My lifelong friend, the writer Barnaby Conrad III, author of Absinthe and Ghosthunting in Montana, commissioned his friend Ed Ruscha, in 1989, to paint a buffalo. The 5 x 4 foot painting was done in Ruscha's then-new shadow style, a controversial change for Ruscha at the time (but now iconic), and cost Barnaby $60,000.
For years, as Barnaby traveled the world chronicling the good life as it used to be defined (cigars, martinis), the Ruscha painting served as a talisman for the writer, the anchor of his taste and connections. When they "make it," creative types often buy that one great work of art to validate themselves: the painter Peter Halley purchased a Warhol Electric Chair, for example, and Louisa Chase, a big painting star of the 1980s, had a giant Guston above her bed in Noho. Larry Rivers used to play sax in his 14th Street studio in front of a Barnett Newman.
Barnaby got hitched a few years back and the Ruscha Buffalo took pride of place above the fireplace in the San Francisco home he shares with his bride. She is a dealer and an avid collector who often wondered how many colorful pieces might fit in the space dominated by the gloomy and brooding Ruscha. Then contemporary prices shot up and dollar signs swished like a flip book through Barnaby's mind. Perhaps that Ruscha could be the down payment on some far-off lodge or bungalow.

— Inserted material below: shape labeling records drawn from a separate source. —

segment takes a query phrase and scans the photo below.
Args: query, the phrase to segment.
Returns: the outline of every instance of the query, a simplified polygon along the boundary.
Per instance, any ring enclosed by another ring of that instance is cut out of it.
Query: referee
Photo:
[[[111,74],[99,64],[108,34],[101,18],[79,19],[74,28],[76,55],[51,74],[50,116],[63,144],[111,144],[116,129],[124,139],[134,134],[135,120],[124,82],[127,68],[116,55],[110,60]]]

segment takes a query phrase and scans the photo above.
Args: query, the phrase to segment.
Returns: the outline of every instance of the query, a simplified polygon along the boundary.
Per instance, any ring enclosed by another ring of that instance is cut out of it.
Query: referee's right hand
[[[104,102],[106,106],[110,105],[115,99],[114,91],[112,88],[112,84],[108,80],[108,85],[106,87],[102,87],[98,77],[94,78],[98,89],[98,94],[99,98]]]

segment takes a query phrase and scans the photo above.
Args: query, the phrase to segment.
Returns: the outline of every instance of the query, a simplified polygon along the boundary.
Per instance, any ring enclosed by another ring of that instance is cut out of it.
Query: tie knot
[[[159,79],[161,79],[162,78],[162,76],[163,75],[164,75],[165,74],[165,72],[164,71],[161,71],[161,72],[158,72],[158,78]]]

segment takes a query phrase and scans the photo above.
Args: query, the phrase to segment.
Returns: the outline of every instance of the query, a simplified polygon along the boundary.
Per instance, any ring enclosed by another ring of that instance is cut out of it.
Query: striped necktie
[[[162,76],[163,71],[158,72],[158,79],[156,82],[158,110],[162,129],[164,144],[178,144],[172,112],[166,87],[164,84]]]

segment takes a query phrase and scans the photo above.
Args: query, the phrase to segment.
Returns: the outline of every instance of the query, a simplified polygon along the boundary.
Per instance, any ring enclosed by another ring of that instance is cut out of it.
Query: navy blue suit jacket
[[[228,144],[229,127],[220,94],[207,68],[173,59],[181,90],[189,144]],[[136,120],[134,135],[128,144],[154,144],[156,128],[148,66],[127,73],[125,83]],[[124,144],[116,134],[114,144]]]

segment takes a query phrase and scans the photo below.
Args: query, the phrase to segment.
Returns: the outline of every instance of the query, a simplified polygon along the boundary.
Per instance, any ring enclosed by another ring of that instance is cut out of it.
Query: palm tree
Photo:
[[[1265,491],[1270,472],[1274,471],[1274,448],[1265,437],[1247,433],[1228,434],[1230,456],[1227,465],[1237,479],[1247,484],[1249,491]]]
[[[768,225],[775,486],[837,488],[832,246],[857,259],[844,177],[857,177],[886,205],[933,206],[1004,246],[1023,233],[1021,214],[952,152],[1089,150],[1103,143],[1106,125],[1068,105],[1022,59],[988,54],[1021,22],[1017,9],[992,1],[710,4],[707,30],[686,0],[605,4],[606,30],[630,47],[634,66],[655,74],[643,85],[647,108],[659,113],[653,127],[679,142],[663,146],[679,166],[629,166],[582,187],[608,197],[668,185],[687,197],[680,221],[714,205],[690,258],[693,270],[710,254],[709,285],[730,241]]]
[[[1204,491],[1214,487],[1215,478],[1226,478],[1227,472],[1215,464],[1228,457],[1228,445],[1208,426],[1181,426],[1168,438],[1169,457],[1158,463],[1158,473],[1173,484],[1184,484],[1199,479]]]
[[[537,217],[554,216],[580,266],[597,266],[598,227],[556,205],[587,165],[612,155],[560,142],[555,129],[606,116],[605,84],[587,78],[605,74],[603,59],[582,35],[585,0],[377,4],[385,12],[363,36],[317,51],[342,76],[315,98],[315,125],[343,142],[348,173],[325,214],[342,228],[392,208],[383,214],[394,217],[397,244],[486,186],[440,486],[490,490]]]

A year ago he shipped it to Martin Muller at San Francisco's Modernism gallery to be photographed. Much to the relief of Mrs. Conrad, the Ruscha has yet to return and her fireplace is studded with the new fruits of Chinese contemporary. The Ruscha appeared in a full-page ad in the December 2007 Art and Auction magazine.
"I want a million dollars for it," Barnaby told me, "or I'll just keep it." Modernism is shopping it for $1.2 million. Now let us do the math: 20 years of pleasure from a piece by a friend who is a contemporary star plus the pleasure its absence gives your wife and the promise of a bucolic hideaway for an aging scribe. All you need is an avaricious buyer to write that big check. Multiply that equation tens of thousand times and you have the contemporary art world of 2008. The Buffalo awaits!
CHARLIE FINCH is co-author of Most Art Sucks: Five Years of Coagula (Smart Art Press).